There were 140 households, out of which 38.6% had children under the age of 18 living with them, 71.4% were married couples living together, 0.7% had a female householder with no husband present, and 23.6% were non-families. 20.0% of all households were made up of individuals, and 8.6% had someone living alone who was 65 years of age or older.
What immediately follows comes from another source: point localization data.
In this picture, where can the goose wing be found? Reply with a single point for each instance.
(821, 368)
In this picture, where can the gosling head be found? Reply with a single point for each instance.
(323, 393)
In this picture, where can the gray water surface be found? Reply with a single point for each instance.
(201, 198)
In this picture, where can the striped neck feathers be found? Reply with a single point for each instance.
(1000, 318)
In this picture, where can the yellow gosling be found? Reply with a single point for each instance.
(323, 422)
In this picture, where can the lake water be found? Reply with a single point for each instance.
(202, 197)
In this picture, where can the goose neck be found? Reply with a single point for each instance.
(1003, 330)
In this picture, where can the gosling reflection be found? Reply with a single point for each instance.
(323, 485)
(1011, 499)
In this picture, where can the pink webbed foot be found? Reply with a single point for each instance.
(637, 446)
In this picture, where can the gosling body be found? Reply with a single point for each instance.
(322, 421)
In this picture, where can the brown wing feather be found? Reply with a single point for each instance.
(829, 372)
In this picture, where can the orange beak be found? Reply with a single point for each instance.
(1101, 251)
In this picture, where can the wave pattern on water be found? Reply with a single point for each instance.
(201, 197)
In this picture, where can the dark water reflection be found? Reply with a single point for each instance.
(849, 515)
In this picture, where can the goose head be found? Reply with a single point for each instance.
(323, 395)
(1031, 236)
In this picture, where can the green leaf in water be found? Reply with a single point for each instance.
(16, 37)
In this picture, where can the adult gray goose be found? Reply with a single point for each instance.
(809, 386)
The average household size was 2.97 and the average family size was 3.50.

In the township the population was spread out, with 31.0% under the age of 18, 8.4% from 18 to 24, 26.4% from 25 to 44, 20.2% from 45 to 64, and 13.9% who were 65 years of age or older. The median age was 36 years. For every 100 females, there were 105.9 males. For every 100 females age 18 and over, there were 120.8 males.

The median income for a household in the township was $39,167, and the median income for a family was $50,714. Males had a median income of $30,391 versus $22,813 for females. The per capita income for the township was $18,993. About 4.4% of families and 7.7% of the population were below the poverty line, including 7.1% of those under age 18 and 12.5% of those age 65 or over.